Philippines President Rodrigo Duterte trip to Moscow
The top priorities of the trip would be to acquire the Russian-made precision armaments. File Photo REUTERS/Damir Sagolj

Philippines President Rodrigo Duterte, who announced his country's separation with the US last year, is now making efforts to realign Manila's foreign policy as he embarks on his first official five-day visit to Moscow on Monday (22 May).

Duterte indicated that one of the top priorities of the trip would be to acquire Russian-made precision armaments, to use against Islamist militants in the Southern Philippines, local media reported.

"I've been scouting around for (a weapon to finish them off)... I'm going to Russia. Same purpose. If they can spare us the precision-guided (bombs)... we have so many smart bombs but not as accurate as the ones guided by laser or satellite," he said at a Philippine Coast Guard Auxillary national convention, according to the Philstar.

According to Duterte, Russia has advanced high precision systems and is better in production of this type of military equipment compared to the United States.

He will be meeting Prime Minister Dmitry Medvedev on Monday and Russian President Vladimir Putin later in his week-long visit.

He said that the Philippines will be open to new military alliances, including with Beijing and Moscow as they are a source of much-needed investment.

After being denied weapons – and criticised by the US media for his take-no-prisoners policy against the drugs mafia, Duterte had indicated he may turn to Moscow to provide his country with weapons.

The US government had also reportedly blocked the sale of 26,000 assault rifles for police use – due to concerns over Duterte's war on drugs in which around 9,000 people have been killed.

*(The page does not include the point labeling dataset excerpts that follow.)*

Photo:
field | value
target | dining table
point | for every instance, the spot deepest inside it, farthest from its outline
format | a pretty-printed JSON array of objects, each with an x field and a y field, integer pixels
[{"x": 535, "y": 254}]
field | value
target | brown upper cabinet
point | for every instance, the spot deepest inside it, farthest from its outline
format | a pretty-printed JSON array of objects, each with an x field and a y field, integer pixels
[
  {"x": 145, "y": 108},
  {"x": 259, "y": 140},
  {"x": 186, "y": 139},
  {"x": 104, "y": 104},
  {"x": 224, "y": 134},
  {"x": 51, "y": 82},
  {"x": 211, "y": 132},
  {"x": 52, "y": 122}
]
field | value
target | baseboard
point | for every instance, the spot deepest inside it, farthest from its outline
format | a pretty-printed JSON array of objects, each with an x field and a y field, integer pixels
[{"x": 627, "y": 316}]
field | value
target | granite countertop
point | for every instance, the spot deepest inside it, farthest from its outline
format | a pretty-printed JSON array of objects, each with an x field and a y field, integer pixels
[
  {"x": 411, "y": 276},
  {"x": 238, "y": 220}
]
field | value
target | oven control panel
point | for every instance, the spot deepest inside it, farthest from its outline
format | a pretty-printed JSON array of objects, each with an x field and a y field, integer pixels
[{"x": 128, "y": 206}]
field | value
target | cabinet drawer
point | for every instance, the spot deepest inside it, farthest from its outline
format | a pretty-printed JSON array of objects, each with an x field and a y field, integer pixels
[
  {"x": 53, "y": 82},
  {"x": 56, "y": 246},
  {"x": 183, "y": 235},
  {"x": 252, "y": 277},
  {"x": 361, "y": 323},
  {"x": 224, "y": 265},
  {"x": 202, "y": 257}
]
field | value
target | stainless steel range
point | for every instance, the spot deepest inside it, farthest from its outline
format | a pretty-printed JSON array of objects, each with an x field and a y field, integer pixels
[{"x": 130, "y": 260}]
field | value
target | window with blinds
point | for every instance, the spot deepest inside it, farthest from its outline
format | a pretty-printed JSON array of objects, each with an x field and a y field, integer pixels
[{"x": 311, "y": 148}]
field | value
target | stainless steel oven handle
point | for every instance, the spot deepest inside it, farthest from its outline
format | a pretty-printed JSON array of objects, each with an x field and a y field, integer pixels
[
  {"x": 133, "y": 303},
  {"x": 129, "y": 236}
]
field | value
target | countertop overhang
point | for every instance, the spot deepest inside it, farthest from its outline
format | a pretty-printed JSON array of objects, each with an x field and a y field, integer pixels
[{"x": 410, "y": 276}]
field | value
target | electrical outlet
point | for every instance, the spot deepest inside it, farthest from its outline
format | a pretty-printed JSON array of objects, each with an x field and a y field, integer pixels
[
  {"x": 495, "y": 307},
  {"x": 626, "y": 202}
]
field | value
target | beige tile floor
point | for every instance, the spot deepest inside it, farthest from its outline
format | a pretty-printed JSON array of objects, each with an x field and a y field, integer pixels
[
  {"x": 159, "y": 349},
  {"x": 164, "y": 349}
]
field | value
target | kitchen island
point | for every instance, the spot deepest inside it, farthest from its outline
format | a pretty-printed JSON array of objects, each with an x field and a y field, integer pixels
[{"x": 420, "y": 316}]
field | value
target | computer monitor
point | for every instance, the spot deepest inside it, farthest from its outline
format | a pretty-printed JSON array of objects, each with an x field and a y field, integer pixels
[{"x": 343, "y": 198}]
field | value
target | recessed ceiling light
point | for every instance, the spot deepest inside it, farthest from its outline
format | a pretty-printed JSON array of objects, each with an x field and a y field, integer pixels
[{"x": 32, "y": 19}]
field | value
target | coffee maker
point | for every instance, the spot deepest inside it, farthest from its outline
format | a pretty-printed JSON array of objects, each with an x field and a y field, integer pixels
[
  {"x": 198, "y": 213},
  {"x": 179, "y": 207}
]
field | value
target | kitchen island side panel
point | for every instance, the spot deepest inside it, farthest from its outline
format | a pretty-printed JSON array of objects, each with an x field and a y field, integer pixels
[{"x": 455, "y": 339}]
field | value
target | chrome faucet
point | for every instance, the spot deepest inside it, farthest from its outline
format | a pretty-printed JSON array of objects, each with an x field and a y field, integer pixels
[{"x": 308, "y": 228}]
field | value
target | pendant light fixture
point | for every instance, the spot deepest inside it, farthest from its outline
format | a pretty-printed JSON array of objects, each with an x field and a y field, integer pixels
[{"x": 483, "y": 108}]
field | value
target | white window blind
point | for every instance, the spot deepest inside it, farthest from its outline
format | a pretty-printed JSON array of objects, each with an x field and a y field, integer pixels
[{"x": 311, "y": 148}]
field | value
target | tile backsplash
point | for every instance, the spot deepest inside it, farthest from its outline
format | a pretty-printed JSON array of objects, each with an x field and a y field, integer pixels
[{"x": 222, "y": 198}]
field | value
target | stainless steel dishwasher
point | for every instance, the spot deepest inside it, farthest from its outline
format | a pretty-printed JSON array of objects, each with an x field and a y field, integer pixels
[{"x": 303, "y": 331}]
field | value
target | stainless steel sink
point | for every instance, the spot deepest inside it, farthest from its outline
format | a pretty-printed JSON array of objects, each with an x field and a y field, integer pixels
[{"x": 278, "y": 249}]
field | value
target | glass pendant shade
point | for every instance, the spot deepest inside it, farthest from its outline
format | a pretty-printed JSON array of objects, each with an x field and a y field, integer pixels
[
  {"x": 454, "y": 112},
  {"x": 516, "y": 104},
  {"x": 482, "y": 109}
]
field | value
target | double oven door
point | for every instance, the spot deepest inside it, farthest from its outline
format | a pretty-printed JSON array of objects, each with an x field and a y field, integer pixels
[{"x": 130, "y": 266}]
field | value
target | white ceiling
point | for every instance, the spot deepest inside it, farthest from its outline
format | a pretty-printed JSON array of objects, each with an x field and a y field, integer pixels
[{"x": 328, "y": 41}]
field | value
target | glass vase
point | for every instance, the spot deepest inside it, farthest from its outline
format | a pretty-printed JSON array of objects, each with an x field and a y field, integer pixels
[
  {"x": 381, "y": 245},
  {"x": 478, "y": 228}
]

Among his many foreign trips, his recent visit to China was also designed to diversify the Southeast Asian nations' trade as relations with allies such as the European Union and the US become increasingly chilly.

"America is double talk. The left hand does not know what the right hand is doing. So there will always be a problem, there will always be misconceptions and probably a dislike, if not hatred for one another," Duterte added in an interview with the Russian media.

According to Russia's Department of Foreign Affairs spokeswoman Maria Natividad, Russian President Vladimir Putin extended the invitation on the sidelines of an Asia-Pacific Economic Cooperation summit in Peru last November.

Natividad also said that the trip will send "a strong message of the Philippines' commitment to seek new partnerships and strengthen relations with non-traditional partners" such as Russia.